Each is on the faculty of the School of Electrical, Computer and Energy Engineering, one of ASU’s Ira A. Fulton Schools of Engineering.
Karam, Ning and Papandreou-Suppappola are new Fellows in the Institute of Electrical and Electronics Engineers (IEEE), the largest and one of the most prominent international engineering organizations, with more than 400,000 members.
Ning and Zhang are among new Fellows of the Optical Society of America (OSA), an organization of engineers, scientists, business leaders and educators in more than 100 countries who work in the fields of optics and photonics.
Members of the organizations are elevated to Fellow positions based on outstanding achievements and leadership in their areas of expertise.
Karam is being recognized for contributions to human perception-based visual processing, image and video communications and digital filtering.
"In perceptual-visual processing we try to explore how we perceive images and video so we can develop systems that are more efficient and can improve the quality of an image while reducing the bandwidth, power or resources," she explains.

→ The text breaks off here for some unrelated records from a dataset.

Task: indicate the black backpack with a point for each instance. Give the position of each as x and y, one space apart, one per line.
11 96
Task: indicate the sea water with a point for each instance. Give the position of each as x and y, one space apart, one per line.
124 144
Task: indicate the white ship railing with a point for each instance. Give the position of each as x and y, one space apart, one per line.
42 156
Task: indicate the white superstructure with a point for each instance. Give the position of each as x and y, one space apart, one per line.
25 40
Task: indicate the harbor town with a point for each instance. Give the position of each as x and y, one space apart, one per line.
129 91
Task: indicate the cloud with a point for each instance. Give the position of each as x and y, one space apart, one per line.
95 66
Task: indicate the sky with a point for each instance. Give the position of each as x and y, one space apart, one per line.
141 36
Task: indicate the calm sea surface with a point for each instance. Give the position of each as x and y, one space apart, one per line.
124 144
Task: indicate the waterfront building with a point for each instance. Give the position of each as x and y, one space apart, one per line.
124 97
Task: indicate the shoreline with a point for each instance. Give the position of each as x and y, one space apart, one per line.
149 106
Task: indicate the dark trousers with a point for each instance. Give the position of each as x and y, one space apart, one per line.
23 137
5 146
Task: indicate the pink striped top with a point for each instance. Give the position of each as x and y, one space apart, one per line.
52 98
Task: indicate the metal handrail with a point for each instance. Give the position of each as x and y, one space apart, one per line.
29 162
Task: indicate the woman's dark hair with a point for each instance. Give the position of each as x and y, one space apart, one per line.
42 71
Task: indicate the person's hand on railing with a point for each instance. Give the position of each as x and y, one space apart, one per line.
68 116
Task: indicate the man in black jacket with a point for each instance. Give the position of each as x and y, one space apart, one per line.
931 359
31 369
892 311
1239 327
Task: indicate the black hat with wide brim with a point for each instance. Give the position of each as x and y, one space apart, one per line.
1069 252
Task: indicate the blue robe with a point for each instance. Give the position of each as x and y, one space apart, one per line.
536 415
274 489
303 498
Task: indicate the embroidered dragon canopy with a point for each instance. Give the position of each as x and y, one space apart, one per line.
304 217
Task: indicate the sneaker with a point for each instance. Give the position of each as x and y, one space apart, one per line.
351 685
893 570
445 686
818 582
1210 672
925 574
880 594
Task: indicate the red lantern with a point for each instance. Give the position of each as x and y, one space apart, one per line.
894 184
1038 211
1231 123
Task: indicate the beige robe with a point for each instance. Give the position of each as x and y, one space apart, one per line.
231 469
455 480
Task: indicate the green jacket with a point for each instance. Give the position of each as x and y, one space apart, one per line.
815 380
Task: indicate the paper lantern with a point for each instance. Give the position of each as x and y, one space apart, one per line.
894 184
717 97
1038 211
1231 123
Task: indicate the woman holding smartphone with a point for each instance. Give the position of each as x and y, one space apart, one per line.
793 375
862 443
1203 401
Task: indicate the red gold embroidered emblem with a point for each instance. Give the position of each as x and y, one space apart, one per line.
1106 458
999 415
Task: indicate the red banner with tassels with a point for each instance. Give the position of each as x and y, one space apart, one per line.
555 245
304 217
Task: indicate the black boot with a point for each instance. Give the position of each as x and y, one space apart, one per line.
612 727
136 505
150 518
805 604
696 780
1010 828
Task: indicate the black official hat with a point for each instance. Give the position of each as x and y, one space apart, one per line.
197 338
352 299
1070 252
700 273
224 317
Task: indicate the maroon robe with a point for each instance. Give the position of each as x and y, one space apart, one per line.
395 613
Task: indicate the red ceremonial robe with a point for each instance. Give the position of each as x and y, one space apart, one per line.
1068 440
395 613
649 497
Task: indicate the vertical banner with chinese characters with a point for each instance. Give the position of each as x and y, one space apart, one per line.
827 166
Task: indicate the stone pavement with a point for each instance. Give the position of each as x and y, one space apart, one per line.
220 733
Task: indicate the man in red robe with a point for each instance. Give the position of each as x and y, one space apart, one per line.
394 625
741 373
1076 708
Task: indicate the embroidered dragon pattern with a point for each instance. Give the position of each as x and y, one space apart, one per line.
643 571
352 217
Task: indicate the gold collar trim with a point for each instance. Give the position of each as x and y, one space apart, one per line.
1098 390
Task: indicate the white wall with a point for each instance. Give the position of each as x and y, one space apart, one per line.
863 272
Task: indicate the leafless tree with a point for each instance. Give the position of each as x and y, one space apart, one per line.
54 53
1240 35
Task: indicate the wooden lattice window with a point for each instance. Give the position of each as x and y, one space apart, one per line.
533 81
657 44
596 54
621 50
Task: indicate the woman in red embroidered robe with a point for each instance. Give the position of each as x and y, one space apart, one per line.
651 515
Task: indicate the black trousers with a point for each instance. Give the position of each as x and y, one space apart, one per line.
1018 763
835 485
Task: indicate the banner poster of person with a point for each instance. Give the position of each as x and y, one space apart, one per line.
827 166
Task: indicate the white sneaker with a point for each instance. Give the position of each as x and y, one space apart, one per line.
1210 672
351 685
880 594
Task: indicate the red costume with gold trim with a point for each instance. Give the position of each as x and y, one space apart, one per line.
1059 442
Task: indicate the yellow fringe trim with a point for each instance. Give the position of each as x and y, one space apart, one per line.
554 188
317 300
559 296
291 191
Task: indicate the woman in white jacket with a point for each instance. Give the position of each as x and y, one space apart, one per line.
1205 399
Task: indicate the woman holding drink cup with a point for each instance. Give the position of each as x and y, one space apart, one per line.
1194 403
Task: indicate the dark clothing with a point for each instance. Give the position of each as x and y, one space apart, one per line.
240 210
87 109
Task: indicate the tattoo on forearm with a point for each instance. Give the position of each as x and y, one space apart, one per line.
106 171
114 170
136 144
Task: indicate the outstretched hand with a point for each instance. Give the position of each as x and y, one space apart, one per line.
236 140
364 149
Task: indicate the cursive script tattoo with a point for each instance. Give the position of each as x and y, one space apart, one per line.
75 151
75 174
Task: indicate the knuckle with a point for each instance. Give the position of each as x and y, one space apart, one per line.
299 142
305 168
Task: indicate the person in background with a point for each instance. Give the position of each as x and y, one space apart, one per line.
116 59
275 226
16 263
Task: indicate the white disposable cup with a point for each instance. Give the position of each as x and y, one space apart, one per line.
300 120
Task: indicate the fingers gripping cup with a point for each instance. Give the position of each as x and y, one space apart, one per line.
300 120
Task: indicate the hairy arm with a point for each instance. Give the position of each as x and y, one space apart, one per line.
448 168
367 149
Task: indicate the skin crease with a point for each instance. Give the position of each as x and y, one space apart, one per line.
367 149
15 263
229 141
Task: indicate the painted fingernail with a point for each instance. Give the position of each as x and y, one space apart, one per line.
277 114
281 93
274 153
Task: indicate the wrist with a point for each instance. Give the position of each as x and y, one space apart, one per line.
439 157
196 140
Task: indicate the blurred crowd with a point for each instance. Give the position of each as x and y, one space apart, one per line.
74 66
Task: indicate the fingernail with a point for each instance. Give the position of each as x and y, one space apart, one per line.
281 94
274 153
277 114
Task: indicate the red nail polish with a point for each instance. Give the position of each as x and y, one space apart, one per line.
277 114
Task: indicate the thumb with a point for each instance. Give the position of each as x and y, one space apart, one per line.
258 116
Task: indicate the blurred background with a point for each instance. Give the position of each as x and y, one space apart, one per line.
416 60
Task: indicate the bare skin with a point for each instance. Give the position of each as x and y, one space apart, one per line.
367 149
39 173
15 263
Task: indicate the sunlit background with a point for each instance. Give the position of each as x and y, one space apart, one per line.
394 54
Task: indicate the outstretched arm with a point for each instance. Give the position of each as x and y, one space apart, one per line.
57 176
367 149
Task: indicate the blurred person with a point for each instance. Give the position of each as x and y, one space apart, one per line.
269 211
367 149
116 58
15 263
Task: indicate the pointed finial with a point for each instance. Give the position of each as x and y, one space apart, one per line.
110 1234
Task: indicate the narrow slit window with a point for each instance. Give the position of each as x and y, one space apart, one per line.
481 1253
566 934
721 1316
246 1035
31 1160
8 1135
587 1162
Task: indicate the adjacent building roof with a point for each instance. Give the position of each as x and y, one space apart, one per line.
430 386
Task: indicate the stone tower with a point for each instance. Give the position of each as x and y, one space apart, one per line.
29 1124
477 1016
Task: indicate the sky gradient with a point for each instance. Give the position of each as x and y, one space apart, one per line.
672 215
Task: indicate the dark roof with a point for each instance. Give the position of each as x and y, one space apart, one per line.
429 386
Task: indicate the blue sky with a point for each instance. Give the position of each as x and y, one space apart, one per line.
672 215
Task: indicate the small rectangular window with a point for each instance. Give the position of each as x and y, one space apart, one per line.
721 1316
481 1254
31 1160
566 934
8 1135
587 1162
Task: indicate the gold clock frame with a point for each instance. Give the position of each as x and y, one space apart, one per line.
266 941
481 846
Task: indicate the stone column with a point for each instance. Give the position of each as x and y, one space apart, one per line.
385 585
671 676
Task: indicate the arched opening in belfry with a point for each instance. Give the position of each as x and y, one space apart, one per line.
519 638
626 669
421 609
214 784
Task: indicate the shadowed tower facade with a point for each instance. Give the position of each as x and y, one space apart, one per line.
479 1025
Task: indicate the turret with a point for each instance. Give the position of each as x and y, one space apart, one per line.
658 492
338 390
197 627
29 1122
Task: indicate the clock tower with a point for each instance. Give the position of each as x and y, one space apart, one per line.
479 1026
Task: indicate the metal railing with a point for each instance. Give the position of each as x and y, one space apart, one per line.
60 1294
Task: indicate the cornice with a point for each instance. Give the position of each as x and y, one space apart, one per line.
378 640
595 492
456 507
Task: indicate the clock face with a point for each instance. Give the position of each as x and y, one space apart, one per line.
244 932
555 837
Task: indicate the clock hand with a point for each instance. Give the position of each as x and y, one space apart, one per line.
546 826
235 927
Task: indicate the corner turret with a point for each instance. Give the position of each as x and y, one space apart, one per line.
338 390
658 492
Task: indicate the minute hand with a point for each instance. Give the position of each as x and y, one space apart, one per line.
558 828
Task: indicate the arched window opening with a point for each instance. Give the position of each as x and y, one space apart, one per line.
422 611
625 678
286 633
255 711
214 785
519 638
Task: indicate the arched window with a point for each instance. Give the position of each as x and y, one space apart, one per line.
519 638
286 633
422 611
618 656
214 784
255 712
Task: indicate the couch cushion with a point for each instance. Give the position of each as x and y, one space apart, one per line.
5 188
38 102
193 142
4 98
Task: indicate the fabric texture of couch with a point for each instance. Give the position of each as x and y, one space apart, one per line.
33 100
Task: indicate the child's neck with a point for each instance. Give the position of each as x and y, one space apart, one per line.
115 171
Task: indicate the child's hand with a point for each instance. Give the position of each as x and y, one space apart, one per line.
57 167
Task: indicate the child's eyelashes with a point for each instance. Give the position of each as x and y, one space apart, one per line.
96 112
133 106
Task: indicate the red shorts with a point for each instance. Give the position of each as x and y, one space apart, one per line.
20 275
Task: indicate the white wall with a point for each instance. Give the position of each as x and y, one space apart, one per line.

By understanding what humans can perceive, Karam introduces distortions where human perception is not strong, thereby conserving bandwidth and power that can then be channeled into more salient areas with color or depth variation to achieve better quality.
"Previous algorithms rely blindly on every dot in the image and expend resources on everything. Instead we enhance things that are going to make a difference," Karam says.
Her work in image and video communications complements the perception research by providing the means to automatically judge the quality of an image. Karam is developing objective metrics that will perform this function and determine the location of distortions. Results of such research are applied in development of technological advances for consumer electronics.
Communication devices make use of these functions to determine how much bandwidth to allocate to different areas in an image or video to optimize the perceived quality of the transmitted visual content, while minimizing the needed bandwidth, thus saving energy and costs.
Digital cameras, for example, apply these functions to assess blur distortions in the image being photographed and then automatically adjust the lens to provide a clearer focus.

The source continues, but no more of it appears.